On the next day, 11 October, again the worker-peasant insurrection marched towards the National Assembly with the aim of taking it. The march, tens of thousands strong, was peaceful and reached the front of the building, which was heavily guarded by police and military. After a period of tense waiting, some military men backed down from their positions. The movement paused. Food was organised, which was also offered to law enforcement officers. There is a clear and correct policy of using all opportunities to fraternise with the ranks of the army.

In a treacherous way and without prior warning, the police used that pause to regroup their forces and launched a new wave of repression, shooting masses of tear gas and pellets against the peaceful and unarmed crowd that was eating in the Arbolito Park. The crowd resisted, evacuating the wounded, making a corridor to take out the most vulnerable, and building barricades. This was a scene of civil war – of class war.

Meanwhile, the cynical Moreno appeared on television offering "dialogue", which was again flatly rejected by CONAIE in a strongly-worded statement. The conditions for any dialogue, as set by the movement, are repealing the fuel decree and dismissing the ministers of the interior and defence, who are responsible for the repression.

But even that falls short of what is already happening. What the movement aspires to now is overthrowing of Moreno. "Whoever leaves Quito, loses his bench" they shout in the streets. Even the idea of pressuring the National Assembly to declare new elections contradicts the practical actions of the movement, which is trying to take the Assembly building to install a People's Assembly – that is, an alternative government. The question of who rules the country is being clearly posed. Is it the rich or the poor? The oligarchy and the IMF, or the working people? The capitalists and bankers, or the workers and peasants?
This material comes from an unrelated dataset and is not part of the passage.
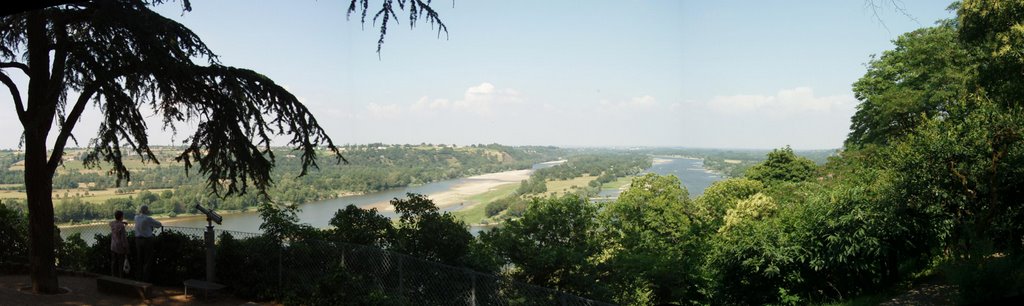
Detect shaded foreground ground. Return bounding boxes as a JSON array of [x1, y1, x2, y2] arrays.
[[878, 277, 957, 306], [0, 274, 277, 306]]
In practice, the Ecuadorian insurrection already controls a large part of the capital (with the exception of abandoned official buildings), and several provinces in the interior. It is beginning to organise itself, has its own Indigenous Guard, and makes decisions in its assemblies, which are then put into practice.

Now is the time: overthrow the government!

This situation is unsustainable from the point of view of the bourgeoisie and imperialism. Their power hangs by a thread. Hence the effort to prevent the entry of protesters into the National Assembly. It is not simply an empty building (there is already talk of moving the National Assembly to Guayaquil), but a symbol of power.

The uprising has in its favour the courage, decisiveness and will to struggle of tens of thousands of young people, workers, peasants and women, who have fought in the streets against Moreno and the IMF. But it still lacks a clear understanding of the tasks it faces and how to carry them out.

March Ecuador 9 Oct 2 Image CONAIEWith clear objectives and decisive steps, the movement can succeed in overthrowing the government / Image: CONAIE

It is urgent to proclaim the People's Assembly as a legitimate power and spread it throughout the country. It is necessary to develop it as a true, democratic organism of leadership for the movement, with delegates chosen on the barricades, in the neighbourhoods, in the factories and universities, and in the indigenous communities. Faced with the brutal repression of the police and the army, the elements of self-defence that already exist must be coordinated and developed. The Indigenous Guard must be extended and bring thousands into its ranks. This must be combined with the deepening of the fraternisation with the soldiers, which is already starting to yield results.

We are at a crucial juncture. The struggle for power has been posed, but it hasn't yet been resolved. If the movement does not move forward with decisive steps, there is a risk that fatigue and a lack of perspectives will begin to take their toll. Under these conditions, the government can use selective repression, with cosmetic concessions, to weaken the movement further.

If progress is made with conviction and clear objectives, the overthrow of the government is entirely possible. The movement can storm heaven. Now is the time.